Was aber hier wie da gar nicht geht, ist, wenn zum Zeitpunkt der Planerstellung die darin vorgesehen Maßnahmen ernsthaft gar nicht angestrebt werden. Diese Desinformation führt dann zu einer falschen Zuordnung von Ressourcen und zu falschen Erwartungen. Ich wage zu bezweifeln, dass man heutzutage eine Regierung mit dem Motto des einzig wahren deutschen Kaisers angehen kann, also mit "Schau'n mer mal, dann seh'n mer scho!" Nachdem sie ihr Ziel aus den Augen verloren hatten, verdoppelten sie ihre Anstrengungen... Natürlich, einer Merkel, deren politisches Ziel sich gemäß der Tradition der CDU mit dem Machterhalt bereits überwiegend erschöpft hat, käme so etwas entgegen, aber nachdem schon offensichtlich wurde, dass in einer solchen Konstellation der Koalitionspartner selbst dann verblasst, wenn er annähernd so groß war wie die Partei der Kanzlerin, wäre eine kleine Partei wie die FDP mit dem Klammerbeutel gepudert, holte sie sich ihre Perspektiven nicht gleich zu Beginn der gemeinsamen Regierung ab.

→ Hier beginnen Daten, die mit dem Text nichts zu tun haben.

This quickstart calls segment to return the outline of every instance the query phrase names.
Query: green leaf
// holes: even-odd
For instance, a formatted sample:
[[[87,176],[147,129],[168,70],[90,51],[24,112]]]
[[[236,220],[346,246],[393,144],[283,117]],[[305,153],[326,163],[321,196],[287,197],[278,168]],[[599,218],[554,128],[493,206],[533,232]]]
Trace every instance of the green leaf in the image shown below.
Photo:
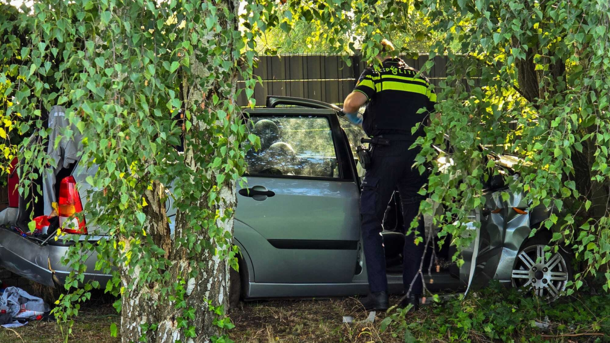
[[[138,217],[138,220],[140,221],[140,225],[143,225],[144,222],[146,220],[146,215],[142,212],[138,212],[135,214],[135,216]]]
[[[104,25],[107,24],[110,21],[110,17],[112,16],[112,13],[109,11],[104,11],[101,13],[100,15],[100,19],[102,20],[102,23]]]
[[[99,67],[101,68],[104,68],[104,62],[106,62],[104,60],[104,57],[102,57],[101,56],[100,56],[99,57],[97,57],[96,59],[95,59],[93,60],[95,61],[95,64],[98,65],[98,67]]]

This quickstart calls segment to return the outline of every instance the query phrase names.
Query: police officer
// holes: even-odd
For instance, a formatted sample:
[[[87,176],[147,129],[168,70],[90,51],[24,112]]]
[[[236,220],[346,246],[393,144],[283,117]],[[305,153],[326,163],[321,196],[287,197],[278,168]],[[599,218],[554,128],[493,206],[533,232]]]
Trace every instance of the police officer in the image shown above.
[[[394,190],[398,189],[404,225],[410,225],[418,215],[419,204],[424,200],[418,192],[427,181],[428,176],[412,168],[420,148],[410,148],[417,137],[424,135],[423,127],[436,101],[428,79],[418,76],[417,70],[401,59],[392,57],[394,47],[390,42],[384,40],[381,44],[381,52],[377,56],[381,65],[364,70],[354,91],[343,102],[343,109],[346,118],[362,125],[373,140],[369,147],[371,164],[362,181],[360,198],[362,240],[370,291],[361,301],[367,310],[385,310],[389,307],[386,258],[381,234],[384,214]],[[366,110],[361,116],[358,110],[365,104]],[[411,292],[400,304],[403,307],[412,303],[417,308],[423,291],[418,272],[425,246],[421,216],[418,222],[417,233],[414,232],[405,240],[403,278],[405,292],[410,287]],[[415,234],[421,237],[417,245]]]

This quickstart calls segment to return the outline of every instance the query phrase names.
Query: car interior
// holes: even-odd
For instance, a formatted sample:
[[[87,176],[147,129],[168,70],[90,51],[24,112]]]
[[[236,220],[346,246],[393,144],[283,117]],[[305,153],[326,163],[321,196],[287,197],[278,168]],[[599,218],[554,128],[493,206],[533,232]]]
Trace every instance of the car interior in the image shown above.
[[[328,121],[322,118],[254,117],[251,132],[260,148],[246,154],[248,173],[338,178],[339,167]]]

Und so wie der Schaffner auf den Vorwurf des Fahrgastes reagiert, wozu man denn noch Fahrpläne mache, wenn die Züge doch alle Verspätung haben, also mit dem Hinweis, dass man ohne Fahrpläne ja gar nicht wissen könne, wann man Verspätung hat, so könnte dann die kleinere Partei irgendwann auch mal konstatieren, dass - gemessen an den Abweichungen zum dokumentierten sich gegenseitig Versprochenen - die größere Partei keine große Bereitschaft zeigt, auf die kleinere einzugehen, und dass man dazu nicht Mitglied einer Koalition sein müsste.

--
L'État, c'est la grande fiction à travers laquelle tout le monde s'efforce de vivre aux dépens de tout le monde. (Frédéric Bastiat)

Zettel Offline




Beiträge: 20.200

12.05.2010 00:55
#11 RE: Marginalie: Die Briten machen Nägel mit Köpfen Antworten

Zitat von Rayson

Zitat von Zettel
Es ist doch auch gar nicht möglich, lieber Rayson. Niemand kann doch zu Beginn einer Legislaturperiode vorhersagen, wie sich denn die Dinge entwickeln werden; welche Entscheidungen anstehen; was machbar sein wird und was nicht.

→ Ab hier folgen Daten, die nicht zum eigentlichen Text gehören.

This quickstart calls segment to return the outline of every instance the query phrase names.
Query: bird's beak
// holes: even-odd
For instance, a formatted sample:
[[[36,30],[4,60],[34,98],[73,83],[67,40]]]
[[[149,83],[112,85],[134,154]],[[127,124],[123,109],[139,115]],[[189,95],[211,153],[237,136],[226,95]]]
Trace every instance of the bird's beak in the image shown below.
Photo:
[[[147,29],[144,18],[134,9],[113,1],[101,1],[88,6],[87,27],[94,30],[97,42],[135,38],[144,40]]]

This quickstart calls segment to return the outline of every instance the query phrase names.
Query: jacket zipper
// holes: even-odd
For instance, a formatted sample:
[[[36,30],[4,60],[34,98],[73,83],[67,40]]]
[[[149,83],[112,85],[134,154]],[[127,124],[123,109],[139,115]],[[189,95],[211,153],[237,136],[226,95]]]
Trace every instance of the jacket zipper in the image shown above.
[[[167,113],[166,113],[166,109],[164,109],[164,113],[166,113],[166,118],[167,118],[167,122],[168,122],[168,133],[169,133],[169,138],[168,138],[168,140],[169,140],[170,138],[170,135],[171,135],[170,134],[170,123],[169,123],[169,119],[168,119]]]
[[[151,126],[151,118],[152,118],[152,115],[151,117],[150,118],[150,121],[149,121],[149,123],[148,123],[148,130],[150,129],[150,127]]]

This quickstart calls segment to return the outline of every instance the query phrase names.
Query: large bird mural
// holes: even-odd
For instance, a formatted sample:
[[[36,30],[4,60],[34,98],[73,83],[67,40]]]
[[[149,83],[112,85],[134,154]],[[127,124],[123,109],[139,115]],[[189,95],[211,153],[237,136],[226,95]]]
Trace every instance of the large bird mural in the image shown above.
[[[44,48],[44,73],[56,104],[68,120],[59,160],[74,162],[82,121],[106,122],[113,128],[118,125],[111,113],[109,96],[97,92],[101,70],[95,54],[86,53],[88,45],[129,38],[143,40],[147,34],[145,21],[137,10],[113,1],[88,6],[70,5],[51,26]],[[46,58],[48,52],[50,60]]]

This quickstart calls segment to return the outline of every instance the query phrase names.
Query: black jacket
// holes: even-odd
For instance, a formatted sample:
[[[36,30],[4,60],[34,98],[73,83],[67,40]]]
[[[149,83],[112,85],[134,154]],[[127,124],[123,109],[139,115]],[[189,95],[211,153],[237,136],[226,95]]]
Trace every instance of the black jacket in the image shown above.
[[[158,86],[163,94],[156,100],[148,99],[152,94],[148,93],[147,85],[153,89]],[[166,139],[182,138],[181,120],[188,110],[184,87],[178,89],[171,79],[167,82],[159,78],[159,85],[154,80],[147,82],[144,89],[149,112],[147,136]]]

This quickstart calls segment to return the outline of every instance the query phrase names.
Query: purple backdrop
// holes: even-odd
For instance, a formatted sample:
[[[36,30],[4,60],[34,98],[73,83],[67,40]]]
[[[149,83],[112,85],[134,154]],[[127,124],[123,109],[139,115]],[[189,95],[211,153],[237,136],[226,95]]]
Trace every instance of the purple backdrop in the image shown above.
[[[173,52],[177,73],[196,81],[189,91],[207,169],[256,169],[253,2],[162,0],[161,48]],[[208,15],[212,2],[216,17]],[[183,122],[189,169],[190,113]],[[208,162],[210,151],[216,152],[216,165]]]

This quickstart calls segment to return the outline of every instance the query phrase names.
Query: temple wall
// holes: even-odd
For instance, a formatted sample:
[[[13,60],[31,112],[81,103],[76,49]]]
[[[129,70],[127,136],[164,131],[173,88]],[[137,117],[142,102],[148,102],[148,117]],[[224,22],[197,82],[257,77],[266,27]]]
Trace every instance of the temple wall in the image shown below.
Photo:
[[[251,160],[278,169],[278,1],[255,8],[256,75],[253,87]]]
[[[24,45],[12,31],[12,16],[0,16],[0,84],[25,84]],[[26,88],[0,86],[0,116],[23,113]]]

Das sehe ich, lieber Zettel, etwas anders, vielleicht auch aufgrund einer déformation professionelle. Als Controller bin ich es gewohnt, mit Plänen zu arbeiten. Darin wird zusammengefasst, was man denn so gemeinsam vorhat in der nächsten Zeit, und sie dienen dazu, Anstrengungen und Ressourcen zu koordinieren. Dass es erstens immer anders kommt als man zweitens denkt, weiß man in dem Moment schon, in dem man den Plan erstellt, aber auch auf die neueren Entwicklungen kann man eigentlich nur planvoll eingehen, das heißt, durch eine Revision der bisherigen Planungen (wie man diese Änderung dann nennt, ist ein Controller-Glaubensstreit).

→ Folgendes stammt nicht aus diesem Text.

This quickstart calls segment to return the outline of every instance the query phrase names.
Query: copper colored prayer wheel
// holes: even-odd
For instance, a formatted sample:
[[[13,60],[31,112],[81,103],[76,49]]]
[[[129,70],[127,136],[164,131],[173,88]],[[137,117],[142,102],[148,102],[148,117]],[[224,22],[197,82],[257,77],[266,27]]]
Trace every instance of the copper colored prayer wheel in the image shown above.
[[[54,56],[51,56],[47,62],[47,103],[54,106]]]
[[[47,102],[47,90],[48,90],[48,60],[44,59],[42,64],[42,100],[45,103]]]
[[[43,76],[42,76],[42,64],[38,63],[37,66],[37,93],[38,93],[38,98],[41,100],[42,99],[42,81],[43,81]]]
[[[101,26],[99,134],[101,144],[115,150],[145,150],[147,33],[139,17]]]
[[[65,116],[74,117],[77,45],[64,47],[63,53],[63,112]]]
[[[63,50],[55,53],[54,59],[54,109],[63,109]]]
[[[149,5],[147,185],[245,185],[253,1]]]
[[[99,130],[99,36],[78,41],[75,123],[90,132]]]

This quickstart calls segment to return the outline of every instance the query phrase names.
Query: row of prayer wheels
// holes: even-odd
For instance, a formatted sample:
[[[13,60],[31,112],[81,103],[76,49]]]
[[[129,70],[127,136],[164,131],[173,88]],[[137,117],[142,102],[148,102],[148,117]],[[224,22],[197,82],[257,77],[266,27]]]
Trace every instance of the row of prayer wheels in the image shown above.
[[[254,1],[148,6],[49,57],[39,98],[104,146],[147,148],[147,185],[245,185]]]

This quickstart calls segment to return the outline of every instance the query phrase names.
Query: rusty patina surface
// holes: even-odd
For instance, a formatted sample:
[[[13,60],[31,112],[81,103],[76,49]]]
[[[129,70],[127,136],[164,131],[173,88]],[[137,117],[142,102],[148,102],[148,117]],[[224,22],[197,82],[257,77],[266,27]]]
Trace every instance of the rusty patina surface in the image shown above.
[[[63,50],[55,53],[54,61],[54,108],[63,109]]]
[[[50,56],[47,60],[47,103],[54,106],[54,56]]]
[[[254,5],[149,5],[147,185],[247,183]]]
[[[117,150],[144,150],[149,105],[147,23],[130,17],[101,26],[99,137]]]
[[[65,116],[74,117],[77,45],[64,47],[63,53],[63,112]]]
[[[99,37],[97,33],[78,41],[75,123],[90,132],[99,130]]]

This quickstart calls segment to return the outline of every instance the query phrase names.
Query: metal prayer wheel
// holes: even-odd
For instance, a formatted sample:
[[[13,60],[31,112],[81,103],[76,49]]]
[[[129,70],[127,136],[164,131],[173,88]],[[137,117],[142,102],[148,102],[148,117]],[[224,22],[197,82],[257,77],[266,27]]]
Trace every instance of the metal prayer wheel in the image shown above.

So ist es, lieber Rayson, ja auch richtig. Auch bevor es die Einrichtung des "Koalitionsvertrags" gab, haben sich die Partner natürlich zusammengesetzt und entworfen, was man gemeinsam anpacken will. Aber eben nicht in der quasi-verrechtlichten Form eines "Vertrags", auf den man sich berufen kann, von dem gar gesagt wird, daß ihn jemand "bricht". Man denkt sich gemeinsam etwas aus, und man modifiziert es gemeinsam, je nach Anforderungen. Aber hast du jemals gehört, daß ein Koalitionsvertrag innerhalb der Legislaturperiode formal abgeändert wurde?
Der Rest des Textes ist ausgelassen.